Poor Andrew Mitchell. Poor, poor shouty minister man.

For those who don’t already know, Andrew Mitchell is the Conservative Chief Whip, a man of supposedly prodigious standing, who this week lost his cool when trying to leave Downing Street on his bike. At least, lost his cool is how his communications staff might like us to refer to it. Hipsters lose their cool when their hats blow off and they have to chase it down Brick Lane. Mr Mitchell on the other hand had a full blown mega meltdown and was threatened with arrest when Police Officers refused to let him cycle through the main gates at Downing Street.

Andrew Mitchell

What followed was a tirade of abuse, but extraordinarily it’s not the shouting or swearing that has caused the greatest offence but the use of the dreaded four letter word: ‘Pleb’. In Ancient Rome ‘pleb’, was simply a shortening of the Latin word ‘plebeian’, the term for a class of non-aristocratic landowners. These days, however, the term has fallen into common parlance in a pejorative sense only. In fact this unassuming four letter word has proved more offensive than several of the other four letter words Mitchell allegedly bandied about. So offensive in fact, to great swathes of the public that the whole incident now seems destined never to fade away; it’s on the TV, in the papers and on the radio. It’s got us talking. We care because the vast majority of citizens are like those policemen, working normal hours, in normal locations for an average wage (the Thick of It would call these citizens ‘Quiet Bat People’). The majority are not the ministers responsible for policy change and deciding how much money is taken for taxes and whether it goes to schools or armies. Whether you are educated or not the word “pleb”  is an insult to all of us, because it suggests that our ministers, our politicians, the people who should have all our best interests at heart have no respect for those people they deem ‘inferior’ to themselves. At a time when there is already little trust towards politicians, (you only have to watch Clegg’s apology video to see what I mean,) it is hard to believe they are really looking out for our best interests, if they will openly refer to regular citizens as “Plebs”.
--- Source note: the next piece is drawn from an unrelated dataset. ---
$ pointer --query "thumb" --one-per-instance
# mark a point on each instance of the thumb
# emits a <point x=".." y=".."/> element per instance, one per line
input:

Now I’m not saying that in this case the police were right, I don’t know and I wasn’t there. To be honest I struggle to understand how a situation like this could have escalated at all- big gate/little gate, ultimately the difference is futile (it was, after all, destined to become a media scandal as soon as the hacks clocked that suffix). I do, however, think that this story is relevant to all of us. There are lessons to be learnt from Mr Mitchell’s behaviour.  In this case a sense of entitlement and superiority led to a public cry of outrage and calls for dismissal, and whilst we aren’t all possibly about to face the firing line it is not unfeasible that any one of us could find ourselves in a similar position. We are all of us guilty of a different kind of social snobbery to Mr Mitchell – who hasn’t looked down on someone we perceive to be less cool, interesting or intelligent than ourselves.  It’s human nature. But then it’s also human nature not to wear clothes, and we curb that- well, most of us. For Mr Mitchell an apology may not be enough to save his career, but for the rest of us his behaviour may be the kick up the proverbial backside we need to treat each other with a little bit more respect and humility. And that, Mr Mitchell, is the kind of discipline we really need.